Un smartphone Android può essere utilizzato come chiave di sicurezza per l'autenticazione a due fattori.

Gli sviluppatori di Google hanno presentato un nuovo metodo di autenticazione a due fattori, che prevede l'utilizzo di uno smartphone Android come chiave di sicurezza fisica.

Un smartphone Android può essere utilizzato come chiave di sicurezza per l'autenticazione a due fattori.

Molti hanno già avuto a che fare con l'autenticazione a due fattori, che richiede non solo l'inserimento della password standard, ma anche l'uso di un secondo strumento per la verifica dell'identità. Ad esempio, alcuni servizi inviano un SMS con un codice generato che consente di completare l'autorizzazione dopo l'inserimento della password dell'utente. Esiste anche un metodo alternativo per implementare l'autenticazione a due fattori, che utilizza una chiave hardware fisica come YubiKey, che deve essere collegata al PC per l'attivazione.  

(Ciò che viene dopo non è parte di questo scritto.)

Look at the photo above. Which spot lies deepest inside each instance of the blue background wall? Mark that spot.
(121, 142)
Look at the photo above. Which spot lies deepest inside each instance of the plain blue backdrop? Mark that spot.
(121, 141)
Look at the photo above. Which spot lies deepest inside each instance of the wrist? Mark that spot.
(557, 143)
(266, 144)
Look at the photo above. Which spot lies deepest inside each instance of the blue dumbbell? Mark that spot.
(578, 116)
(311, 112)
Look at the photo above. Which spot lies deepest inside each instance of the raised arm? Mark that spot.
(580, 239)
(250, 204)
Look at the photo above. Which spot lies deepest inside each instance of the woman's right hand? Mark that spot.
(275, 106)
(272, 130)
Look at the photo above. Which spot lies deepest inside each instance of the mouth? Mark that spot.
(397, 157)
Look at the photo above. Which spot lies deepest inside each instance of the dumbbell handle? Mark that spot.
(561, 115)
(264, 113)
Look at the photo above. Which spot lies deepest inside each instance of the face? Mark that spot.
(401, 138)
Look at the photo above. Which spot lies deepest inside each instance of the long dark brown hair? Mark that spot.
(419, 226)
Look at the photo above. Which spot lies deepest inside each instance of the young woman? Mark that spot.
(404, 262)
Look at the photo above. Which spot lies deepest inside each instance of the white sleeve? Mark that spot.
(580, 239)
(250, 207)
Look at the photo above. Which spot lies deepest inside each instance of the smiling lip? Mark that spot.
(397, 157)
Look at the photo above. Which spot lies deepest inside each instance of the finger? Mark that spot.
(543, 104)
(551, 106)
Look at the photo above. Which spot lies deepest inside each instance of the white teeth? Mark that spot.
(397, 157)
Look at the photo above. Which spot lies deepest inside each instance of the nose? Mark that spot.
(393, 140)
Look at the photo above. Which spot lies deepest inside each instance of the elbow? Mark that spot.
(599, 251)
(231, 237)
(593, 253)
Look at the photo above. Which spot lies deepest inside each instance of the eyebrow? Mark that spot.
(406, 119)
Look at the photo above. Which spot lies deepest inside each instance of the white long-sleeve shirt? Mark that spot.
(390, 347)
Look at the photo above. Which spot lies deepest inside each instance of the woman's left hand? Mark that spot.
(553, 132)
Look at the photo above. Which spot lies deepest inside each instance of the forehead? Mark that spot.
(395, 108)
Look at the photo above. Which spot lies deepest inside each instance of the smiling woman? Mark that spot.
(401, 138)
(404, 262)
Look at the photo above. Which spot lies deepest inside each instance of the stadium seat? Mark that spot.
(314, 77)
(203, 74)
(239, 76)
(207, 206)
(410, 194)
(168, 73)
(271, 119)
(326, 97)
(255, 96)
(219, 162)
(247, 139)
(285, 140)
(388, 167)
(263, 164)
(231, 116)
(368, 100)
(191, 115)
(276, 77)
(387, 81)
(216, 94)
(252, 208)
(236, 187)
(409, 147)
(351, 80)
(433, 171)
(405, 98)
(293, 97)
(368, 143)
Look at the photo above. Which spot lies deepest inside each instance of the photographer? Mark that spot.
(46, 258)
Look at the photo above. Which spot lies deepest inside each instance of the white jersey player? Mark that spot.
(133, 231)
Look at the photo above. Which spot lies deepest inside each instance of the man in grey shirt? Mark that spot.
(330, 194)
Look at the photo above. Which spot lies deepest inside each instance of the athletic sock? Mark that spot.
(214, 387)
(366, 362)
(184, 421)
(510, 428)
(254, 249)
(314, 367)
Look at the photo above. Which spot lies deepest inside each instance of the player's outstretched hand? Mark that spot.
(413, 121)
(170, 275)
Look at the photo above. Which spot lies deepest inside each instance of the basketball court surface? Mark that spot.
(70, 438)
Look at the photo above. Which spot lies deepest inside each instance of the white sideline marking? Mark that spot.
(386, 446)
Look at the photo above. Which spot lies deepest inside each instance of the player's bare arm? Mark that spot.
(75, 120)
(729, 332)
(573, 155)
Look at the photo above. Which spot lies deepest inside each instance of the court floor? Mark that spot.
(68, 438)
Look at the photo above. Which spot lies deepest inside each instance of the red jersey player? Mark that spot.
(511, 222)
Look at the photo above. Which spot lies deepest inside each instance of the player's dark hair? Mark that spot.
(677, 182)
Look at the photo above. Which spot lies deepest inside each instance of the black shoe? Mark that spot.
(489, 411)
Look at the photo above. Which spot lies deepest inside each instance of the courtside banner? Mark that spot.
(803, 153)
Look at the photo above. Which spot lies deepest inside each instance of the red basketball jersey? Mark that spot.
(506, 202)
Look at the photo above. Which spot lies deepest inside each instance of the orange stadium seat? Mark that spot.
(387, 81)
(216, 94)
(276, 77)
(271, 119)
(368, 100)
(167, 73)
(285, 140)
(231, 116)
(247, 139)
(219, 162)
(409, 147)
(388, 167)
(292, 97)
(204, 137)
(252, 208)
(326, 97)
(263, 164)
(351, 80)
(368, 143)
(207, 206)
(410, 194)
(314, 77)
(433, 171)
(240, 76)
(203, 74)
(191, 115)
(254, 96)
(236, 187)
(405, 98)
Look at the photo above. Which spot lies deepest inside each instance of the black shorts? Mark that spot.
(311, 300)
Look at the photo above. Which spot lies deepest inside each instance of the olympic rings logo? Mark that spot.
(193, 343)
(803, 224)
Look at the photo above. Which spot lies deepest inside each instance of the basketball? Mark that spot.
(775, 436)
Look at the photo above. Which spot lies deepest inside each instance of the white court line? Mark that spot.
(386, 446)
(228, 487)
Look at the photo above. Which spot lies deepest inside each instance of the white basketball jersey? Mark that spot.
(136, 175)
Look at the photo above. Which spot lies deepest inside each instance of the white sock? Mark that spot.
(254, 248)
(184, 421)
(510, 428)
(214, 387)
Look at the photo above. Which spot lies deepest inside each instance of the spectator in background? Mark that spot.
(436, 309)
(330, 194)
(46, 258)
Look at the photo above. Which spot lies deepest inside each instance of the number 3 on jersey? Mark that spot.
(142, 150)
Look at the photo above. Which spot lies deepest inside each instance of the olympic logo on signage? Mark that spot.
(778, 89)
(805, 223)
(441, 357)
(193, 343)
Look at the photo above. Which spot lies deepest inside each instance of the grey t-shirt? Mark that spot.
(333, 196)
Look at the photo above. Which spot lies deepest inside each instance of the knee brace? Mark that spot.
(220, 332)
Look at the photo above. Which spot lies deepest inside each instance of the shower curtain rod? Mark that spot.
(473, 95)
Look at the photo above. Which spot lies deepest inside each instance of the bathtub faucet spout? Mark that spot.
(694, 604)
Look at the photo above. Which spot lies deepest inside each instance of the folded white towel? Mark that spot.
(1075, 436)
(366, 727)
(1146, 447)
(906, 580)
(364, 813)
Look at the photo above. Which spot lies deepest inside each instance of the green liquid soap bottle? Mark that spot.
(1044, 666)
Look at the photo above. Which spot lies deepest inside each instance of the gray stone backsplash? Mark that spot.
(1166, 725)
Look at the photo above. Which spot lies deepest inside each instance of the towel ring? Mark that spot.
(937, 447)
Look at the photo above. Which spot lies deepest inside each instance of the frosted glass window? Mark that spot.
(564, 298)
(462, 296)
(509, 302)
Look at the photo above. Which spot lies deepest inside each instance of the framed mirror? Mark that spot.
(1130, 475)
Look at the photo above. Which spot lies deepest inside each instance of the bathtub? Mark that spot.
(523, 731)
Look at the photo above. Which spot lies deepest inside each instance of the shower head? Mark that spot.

Gli sviluppatori di Google propongono di utilizzare lo smartphone Android dell'utente come chiave hardware. Invece di inviare una notifica al dispositivo, il sito web tenterà di accedere allo smartphone tramite Bluetooth. È interessante notare che per utilizzare questo metodo non è necessario collegare fisicamente lo smartphone al computer, poiché il raggio d'azione del Bluetooth è abbastanza ampio. Inoltre, è estremamente improbabile che un malintenzionato riesca ad accedere allo smartphone mentre si trova all'interno dell'area di copertura della connessione Bluetooth.  

Attualmente, questo nuovo metodo di autenticazione è supportato solo da alcuni servizi di Google, tra cui Gmail e G-Suite. È necessario uno smartphone che funzioni con Android 7.0 Nougat o versioni più recenti per un funzionamento corretto.